Matricciani was unfazed by the fact that he was often the oldest person in his GI classes. “When I was a judge, I had law clerks every year who were all right out of law school. I also taught as an adjunct at the law school for many years, so I like working with young people.” He characterizes St. John’s students as “very bright, especially adept at defending their points of view.”
While Matricciani especially savored the Program's poetry, literature, and history texts, he was less taken with philosophy. “I find philosophers to be terrible writers. They are not clear about anything, they don't define terms,” he says. “If I wrote a [legal] opinion where I didn't define anything, and I just picked terms that no one else had ever heard of and used them, no one would ever understand what I was writing about.”
Still, he adds, “I got some insights from it that I would never have had. A lot of [philosophers] are quite brilliant. I enjoy Plato's dialogues, and Socrates is a fascinating character.”
Other texts continue to pique his interest in unexpected ways. “I fell in love with Homer,” he says, “and I've since discovered all these wonderful female writers who take us through The Iliad and Odyssey from that perspective. Homer is pretty masculine in his approach, so that was a really pleasant surprise.”

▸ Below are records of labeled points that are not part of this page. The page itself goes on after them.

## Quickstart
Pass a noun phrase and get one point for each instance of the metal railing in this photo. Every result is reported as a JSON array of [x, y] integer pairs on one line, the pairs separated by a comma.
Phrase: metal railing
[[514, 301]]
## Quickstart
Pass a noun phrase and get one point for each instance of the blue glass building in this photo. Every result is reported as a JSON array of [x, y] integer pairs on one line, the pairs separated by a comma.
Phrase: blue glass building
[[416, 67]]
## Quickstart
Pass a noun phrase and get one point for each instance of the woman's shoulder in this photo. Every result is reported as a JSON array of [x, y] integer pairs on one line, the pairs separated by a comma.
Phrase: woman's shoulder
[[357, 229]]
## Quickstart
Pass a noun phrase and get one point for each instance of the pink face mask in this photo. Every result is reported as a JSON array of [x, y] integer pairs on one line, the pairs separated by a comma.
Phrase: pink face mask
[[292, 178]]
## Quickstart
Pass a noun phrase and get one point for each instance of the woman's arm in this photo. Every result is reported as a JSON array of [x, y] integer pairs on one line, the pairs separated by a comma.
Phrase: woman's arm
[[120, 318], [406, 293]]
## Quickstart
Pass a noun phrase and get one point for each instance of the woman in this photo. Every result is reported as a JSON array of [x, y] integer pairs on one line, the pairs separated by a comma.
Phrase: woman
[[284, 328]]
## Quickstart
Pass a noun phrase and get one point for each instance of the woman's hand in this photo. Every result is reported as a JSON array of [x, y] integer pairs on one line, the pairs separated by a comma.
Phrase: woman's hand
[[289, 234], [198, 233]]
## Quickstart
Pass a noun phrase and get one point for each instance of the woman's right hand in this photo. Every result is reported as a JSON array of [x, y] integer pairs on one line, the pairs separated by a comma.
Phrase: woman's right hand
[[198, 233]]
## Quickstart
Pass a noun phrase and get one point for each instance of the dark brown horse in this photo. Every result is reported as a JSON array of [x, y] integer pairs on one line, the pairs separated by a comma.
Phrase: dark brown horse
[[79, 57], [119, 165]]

He cites, among others, Madeline Miller’s books Circe and The Song of Achilles, which he calls “fascinating,” and “beautifully written,” explaining that the book, “takes us through the Achilles-Patroclus relationship from a homoerotic standpoint.”
A year since graduating from the GI, Matricciani says he misses the community he cultivated at St. John's and hopes to bring some of the value he gained back to Baltimore. “I am on the board of my high school, and I've talked with people there about perhaps trying to get some of the senior students to read something with me,” he says.
The Johnnie orientation toward questioning also endures in his day-to-day life. “I'm at an age where you question what you're doing all the time,” Matricciani says. “I keep losing friends and colleagues every week, and it just changes the way you look at things.”
In the continuing exploration of the Great Books, he finds “an escape from that reality. And these are also eternal questions.”